Das FIA-Testblatt mit der Homologationsnummer 3053 enthält ein unscheinbares Detail. „Beginn der Serien-Fertigung im Oktober 1972“, steht dort geschrieben. Die Rede ist vom berühmten Carrera RS 2.7, der der Porsche-Kundschaft als Grundlage für Rennerfolge in aller Welt diente. Dazu musste freilich eine Sonderserie entstehen, die anfangs nicht mehr als 500 Exemplare umfasste. Diese Stückzahl war laut internationalem Sportgesetz erforderlich, um die Zulassung in der FIA-Gruppe 3 (Serien-Grand-Tourisme-Fahrzeuge) zu erwirken. Doch es kam anders: Die Werbebotschaft „Nur 500 Männer werden ihn fahren“ ließ die Nachfrage in ungeahnte Höhen schnellen. Am 9. April 1973 waren bereits die ersten 1.000 Carrera RS 2.7 produziert – jeder für sich ein Wahrzeichen. Das alles liegt nun unglaubliche 50 Jahre zurück. Eine Zeit-Reise zwischen Südpfalz und dem Elsass mit zwei Exemplaren dieser seltenen Spezies würdigt den erfrischend jugendlich gebliebenen Jubilar, möglich gemacht von Andreas Freund und seiner Carpoint GmbH in Karlsruhe.

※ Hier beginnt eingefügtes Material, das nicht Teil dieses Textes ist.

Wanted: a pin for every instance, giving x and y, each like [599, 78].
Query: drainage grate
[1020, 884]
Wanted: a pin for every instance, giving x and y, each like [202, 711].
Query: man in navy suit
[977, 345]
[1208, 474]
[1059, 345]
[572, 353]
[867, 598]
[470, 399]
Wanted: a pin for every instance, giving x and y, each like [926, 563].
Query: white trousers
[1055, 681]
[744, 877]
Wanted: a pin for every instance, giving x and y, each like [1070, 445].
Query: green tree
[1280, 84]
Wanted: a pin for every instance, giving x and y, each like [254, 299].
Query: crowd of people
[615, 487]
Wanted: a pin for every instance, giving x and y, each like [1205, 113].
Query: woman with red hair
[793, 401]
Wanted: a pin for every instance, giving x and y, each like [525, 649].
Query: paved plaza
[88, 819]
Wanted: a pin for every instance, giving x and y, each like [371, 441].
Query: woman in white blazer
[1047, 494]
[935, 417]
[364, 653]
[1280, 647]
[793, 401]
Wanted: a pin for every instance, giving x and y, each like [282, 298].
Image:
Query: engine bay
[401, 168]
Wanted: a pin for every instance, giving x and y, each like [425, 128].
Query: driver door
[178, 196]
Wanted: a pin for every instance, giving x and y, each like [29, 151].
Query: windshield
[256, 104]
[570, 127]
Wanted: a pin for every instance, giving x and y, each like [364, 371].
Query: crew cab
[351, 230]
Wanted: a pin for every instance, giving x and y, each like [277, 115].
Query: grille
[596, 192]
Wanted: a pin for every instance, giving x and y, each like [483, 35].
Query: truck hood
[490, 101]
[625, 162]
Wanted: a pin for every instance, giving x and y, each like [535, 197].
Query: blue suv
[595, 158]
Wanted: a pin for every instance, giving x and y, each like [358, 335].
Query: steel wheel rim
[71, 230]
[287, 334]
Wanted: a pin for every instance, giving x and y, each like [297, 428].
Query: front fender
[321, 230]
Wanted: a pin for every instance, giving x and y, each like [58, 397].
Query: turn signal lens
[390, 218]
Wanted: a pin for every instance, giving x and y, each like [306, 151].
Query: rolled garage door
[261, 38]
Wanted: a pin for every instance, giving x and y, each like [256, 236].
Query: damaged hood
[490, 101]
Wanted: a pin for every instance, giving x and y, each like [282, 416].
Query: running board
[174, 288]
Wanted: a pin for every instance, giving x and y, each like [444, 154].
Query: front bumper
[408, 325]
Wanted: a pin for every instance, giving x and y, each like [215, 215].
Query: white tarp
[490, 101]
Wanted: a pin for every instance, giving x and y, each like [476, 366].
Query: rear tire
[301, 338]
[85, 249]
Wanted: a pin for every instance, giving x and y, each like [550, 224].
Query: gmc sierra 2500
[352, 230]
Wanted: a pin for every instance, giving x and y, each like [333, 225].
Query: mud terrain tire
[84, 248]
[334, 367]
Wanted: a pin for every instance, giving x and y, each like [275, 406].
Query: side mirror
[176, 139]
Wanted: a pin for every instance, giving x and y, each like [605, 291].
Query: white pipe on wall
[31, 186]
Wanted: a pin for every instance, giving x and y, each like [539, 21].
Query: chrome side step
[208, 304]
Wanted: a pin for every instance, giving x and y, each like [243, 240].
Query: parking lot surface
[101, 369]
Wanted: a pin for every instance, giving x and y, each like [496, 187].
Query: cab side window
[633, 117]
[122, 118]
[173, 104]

Erster Zwischenhalt in Lauterbourg am Restaurant Au Vieux Moulin: Die Zeit-Reise mit dem nunmehr 50 Jahre jungen RS 2.7-Doppel führt ins malerische Elsass.

Früher war alles anders? Nicht unbedingt. Denn auch die 2.4-Liter-Ausführungen des F-Modells waren von vornherein nur auf eine Halbwertzeit von 24 Monaten ausgelegt. Doch schon zu Beginn des zweiten Modelljahres musste eine Erweiterung des Programms erfolgen. Ausschlaggebend war eine veränderte Konkurrenzsituation im Motorsport, der einen stetig wachsenden Stellenwert einnahm. Die Sportgesetze des Automobilsport-Weltverbandes FIA ließen eine technische Weiterentwicklung des bestehenden 911 S 2.4 nur noch sehr begrenzt zu. Der Hubraum des Motors durfte über das jeweilige Klassenlimit hinaus nicht verändert werden. Die Auswirkung auf den Zwovierer: 2.500 ccm sollten auf legale Weise nicht überschritten werden. Zum gleichen Zeitpunkt preschten Ford und BMW mit großzügiger dimensionierten Renn-Tourenwagen vor. In der aufstrebenden Deutschen Automobil-Rennsportmeisterschaft und auf internationaler Ebene waren sie gegenüber den 270 PS leistenden 911 S/T im Vorteil. Es war abzusehen, dass die aufwändiger entwickelten Capri und 3.0 CSL auf lange Sicht unhaltbar sein würden. Die Hersteller investierten viel in ihr Sieger-Image. Im Land der Schwaben war man zumindest gewillt, ein Zeichen zu setzen. Das FIA-Reglement bot eine eindeutige Ausgangslage. Es galt, 500 weitgehend identische Serienfahrzeuge aufzulegen, und das innerhalb von zwölf Monaten. Die Konsequenz: eine Sonderserie, die ein vergleichsweise kleiner Automobil-Hersteller aber nicht auf Halde produzieren konnte. Die 500 Exemplare der geplanten Kleinserie mussten ohne Standzeiten verkauft werden können, um eine allzu aufwändige Zwischenfinanzierung zu umgehen.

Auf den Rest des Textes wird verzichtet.